Her sene olduğu gibi bu sene de arkadaşımız Mehmet Altan Bey Riyad Kitap Fuarı için bir yazı hazırlayıp göndermiş. Sizlere takdim ediyorum
Dostlar Meclisi haline gelen geleneksel Riyad Kitap Fuarı dostların yılda bir bir araya geldikleri veya buluştukları bir yer haline geldi. Bunu ben kendim yaşayarak söylüyorum ve dostlarım da aynı görüşteler. Yıl içerisinde arayıp da ulaşamadığım dostların birçoğunu bu fuarda buldum. Daha önceleri randevu veremeyen veya buluşma imkânı bulamadığım kimseler, “Kitap fuarında buluşalım.” dediğimde olur cevabı verdi ve “Nil Yayınları’nda filan saatte buluşalım”, randevu verme şeklimiz oldu.
Riyad Kitap Fuarı sanki her sene kalabalığı artan bir fuar haline geldi. Arabaya park yeri bulmak için kilometrelerce uzaklarda yer aramaya başlıyorsunuz. Fuara girerken sıkı bir güvenlik kontrolünden geçiyorsunuz ardından o büyüleyici kitap stantlarıyla az ötede karşılaşıyorsunuz. Bu sene Darü’n-Nil’in (Nil Yayınevi) yeri her senekinden daha güzel bir yerdeydi. Ziyaretçiler kolaylıkla bulabiliyor ve ulaşabiliyordu. Türkiye’den katılan tek yayınevi bu sene de yine Nil Yayınevi’ydi.
Darü’n-Nil, Efendimiz’in (sas) “Yuslihûne mâ efsede-hünnâsi-yani insanların bozduklarını düzeltme” tabiriyle methettiği bir metotla yayın hayatını sürdüren, nesillerin doğru ve faydalı bilgilerle yetişmeleri için kitaplar çıkaran, aynı zamanda elinden gediğince insanların yanılgılara düşmemeleri için gayret eden ve güncel konularda insanları aydınlatan kitaplar çıkaran bir yayınevi.
Yayınevimiz her yıl kitap listesini genişletiyor.

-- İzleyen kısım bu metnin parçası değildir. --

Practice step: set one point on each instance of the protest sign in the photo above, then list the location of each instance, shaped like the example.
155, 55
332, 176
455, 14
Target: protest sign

Bu sene hem Pırlanta kitapların Arapça tercümeleri hem de tarih kitapları, hem kültür kitapları ve de çocuk kitapları sayısı oldukça artmıştı. Bu da bizi ve müşterilerimizi çok memnun etti. Çünkü geçtiğimiz senelerde yayınevimizi takip edip ziyaret edenler hep yeni kitap soruyorlardı. Biz de bazen “Maalesef” demek zorunda kalıyorduk. Elhamdülillah bu sene yeni kitaplarımız şunlar deyip önlerine yığıyorduk. Onlar da sevinçle beklediğimiz buydu veya “helmin mezid” mülahazasıyla “daha başka yok mu?” diye soruyorlardı.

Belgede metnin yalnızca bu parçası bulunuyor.